Cinéma et civilisation anglo-saxonne

Le cinéma est un excellent moyen de se cultiver, tout en perfectionnant son niveau de langue. À condition de regarder les films en version originale bien évidemment.

Le cinéma américain

Un des thèmes fétiches du cinéma américain est celui des minorités. Après des décennies de westerns partisans dans lesquels le mauvais rôle était systématiquement tenu par l'Indien, Hollywood inverse la tendance en dressant le portrait d'Indiens pacifistes dans Dances with Wolves de et avec Kevin Costner (1990).

Ce n'est qu'en 1967 que le cinéma américain aborde le problème du racisme avec Guess who's coming to dinner de Stanley Kramer et In the heat of the night de Norman Jewison. Plus récemment, la lutte des Noirs pour leurs droits civiques a été superbement traitée dans Mississipi Burning d'Alan Parker en 1988 ou encore Malcolm X de Spike Lee (1992).

La mafia a également suscité l'engouement de réalisateurs américains. Les deux maîtres du genre sont Francis Ford Coppola (The Godfather I, II, III) et Martin Scorsese (Goodfellas, 1990).

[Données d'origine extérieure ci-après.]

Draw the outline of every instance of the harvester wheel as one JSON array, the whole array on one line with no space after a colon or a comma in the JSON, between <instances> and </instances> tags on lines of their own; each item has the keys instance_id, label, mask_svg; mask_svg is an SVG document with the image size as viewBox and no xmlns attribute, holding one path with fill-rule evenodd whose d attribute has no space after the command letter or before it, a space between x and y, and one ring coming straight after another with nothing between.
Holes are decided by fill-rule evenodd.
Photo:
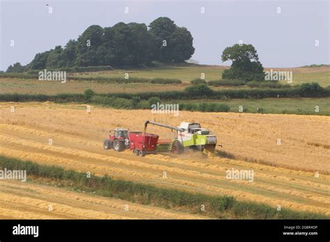
<instances>
[{"instance_id":1,"label":"harvester wheel","mask_svg":"<svg viewBox=\"0 0 330 242\"><path fill-rule=\"evenodd\" d=\"M103 149L104 150L110 150L111 148L111 143L109 140L105 140L103 142Z\"/></svg>"},{"instance_id":2,"label":"harvester wheel","mask_svg":"<svg viewBox=\"0 0 330 242\"><path fill-rule=\"evenodd\" d=\"M173 154L182 154L183 147L178 140L175 140L172 145L172 152Z\"/></svg>"},{"instance_id":3,"label":"harvester wheel","mask_svg":"<svg viewBox=\"0 0 330 242\"><path fill-rule=\"evenodd\" d=\"M118 152L121 152L125 150L124 142L119 141L118 140L113 140L113 150Z\"/></svg>"}]
</instances>

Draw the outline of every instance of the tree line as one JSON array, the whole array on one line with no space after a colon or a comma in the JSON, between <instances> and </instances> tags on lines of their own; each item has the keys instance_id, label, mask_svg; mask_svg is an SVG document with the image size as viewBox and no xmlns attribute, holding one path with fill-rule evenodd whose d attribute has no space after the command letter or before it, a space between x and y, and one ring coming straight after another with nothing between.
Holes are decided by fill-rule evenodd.
<instances>
[{"instance_id":1,"label":"tree line","mask_svg":"<svg viewBox=\"0 0 330 242\"><path fill-rule=\"evenodd\" d=\"M123 67L152 61L181 63L189 59L194 51L193 38L186 28L178 26L168 17L159 17L148 26L134 22L105 28L92 25L64 47L56 46L38 53L26 66L17 63L7 72L73 66Z\"/></svg>"}]
</instances>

Plus généralement, on pourra retrouver dans le cinéma outre-atlantique l'intégralité de l'histoire des États-Unis, depuis la découverte de son territoire (1492, de Riddley Scott en 1992), en passant par la guerre d'Indépendance (Revolution de Howard Hudson en 1986), la Guerre de Sécession (Gone with the wind de Victor Fleming en 1939), la Première Guerre mondiale (Johnny got his gun de D. Trumbo, 1971), la prohibition (Scarface d'Howard Hawks en 1932), et la Seconde Guerre mondiale (Saving private Ryan, Steven Spielberg, 1998). Enfin, la Guerre du Vietnam a été sauvagement remise en cause dans Platoon d'Oliver Stone (1986) et Full metal jacket de Stanley Kubrick (1987).

Le cinéma britannique

On pourra se plonger dans l'Angleterre médiévale avec Henry IV de Kenneth Branagh (1985) et Richard III de Richard Loncraine. L'histoire de l'Écosse nous est contée à travers quelques films dont Braveheart de Mel Gibson (1995).

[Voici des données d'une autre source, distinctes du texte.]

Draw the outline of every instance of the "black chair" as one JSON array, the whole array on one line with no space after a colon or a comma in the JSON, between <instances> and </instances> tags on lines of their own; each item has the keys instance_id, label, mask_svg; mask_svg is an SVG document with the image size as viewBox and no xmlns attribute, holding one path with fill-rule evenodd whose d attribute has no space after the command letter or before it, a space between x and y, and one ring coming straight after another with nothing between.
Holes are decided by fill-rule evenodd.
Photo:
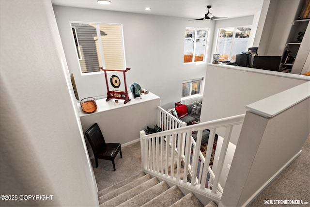
<instances>
[{"instance_id":1,"label":"black chair","mask_svg":"<svg viewBox=\"0 0 310 207\"><path fill-rule=\"evenodd\" d=\"M94 124L87 129L85 134L92 146L96 161L96 167L98 167L98 159L107 159L112 161L113 168L115 171L114 159L119 152L121 158L123 158L121 144L106 143L101 130L97 123Z\"/></svg>"}]
</instances>

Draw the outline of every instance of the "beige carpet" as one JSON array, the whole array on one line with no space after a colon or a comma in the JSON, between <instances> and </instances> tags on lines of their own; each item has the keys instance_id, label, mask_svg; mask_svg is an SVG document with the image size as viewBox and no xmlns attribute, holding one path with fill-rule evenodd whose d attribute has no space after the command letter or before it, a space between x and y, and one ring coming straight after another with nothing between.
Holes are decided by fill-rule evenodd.
<instances>
[{"instance_id":1,"label":"beige carpet","mask_svg":"<svg viewBox=\"0 0 310 207\"><path fill-rule=\"evenodd\" d=\"M99 191L142 171L140 142L122 147L122 153L123 158L119 154L115 158L115 171L111 161L98 159L96 168L94 159L92 160Z\"/></svg>"},{"instance_id":2,"label":"beige carpet","mask_svg":"<svg viewBox=\"0 0 310 207\"><path fill-rule=\"evenodd\" d=\"M265 205L265 200L302 200L310 206L310 166L309 140L306 140L302 152L283 172L277 177L250 205L250 207L290 206L290 205ZM94 172L99 191L118 183L142 170L140 143L123 147L123 159L118 155L115 159L116 171L113 170L112 162L98 160L98 168ZM93 163L94 160L92 160ZM94 166L94 164L93 164ZM294 207L298 205L294 205Z\"/></svg>"}]
</instances>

Au-delà du volet historique, le cinéma britannique est surtout un cinéma de société. Les problèmes sociaux et économiques, à commencer par la jeunesse et son mal de vivre, ont inspiré John Boorman pour Hope and glory, mais également les films de Ken Loach (Family life, 1971). Plus récemment, des comédies mélant cynisme et satire ont constitué de véritables chefs d'oeuvres : Raining stones de Ken Loach (1993), Trainspotting de Danny Boyle (1995), et The Full Monty de Peter Cattaneo (1997).

Le cinéma irlandais

Le terrorisme est la source d'inspiration première de Neil Jordan (The Crying game, 1993) et Jin Sheridan (The Field, 1990   In the name of the father, 1994). La capitale Dublin et sa vie intérieure est le cadre de The Commitments d'Alan Parker (1991) et The Snapper de Stephen Frears (1993).

Autres suggestions

Le cinéma néozélandais a produit un chef d'œuvre sur le drame des Maoris : Once were warriors de Lee Tanahori (1993). Les réalisateurs sud-africains ont contribué à sensibiliser le monde entier au problème de l'apartheid (Cry freedom de Richard Attenborough, 1987). Le réalisateur australien Peter Weir a conçu une superbe fresque sur les aborigènes en 1977 : The last wave.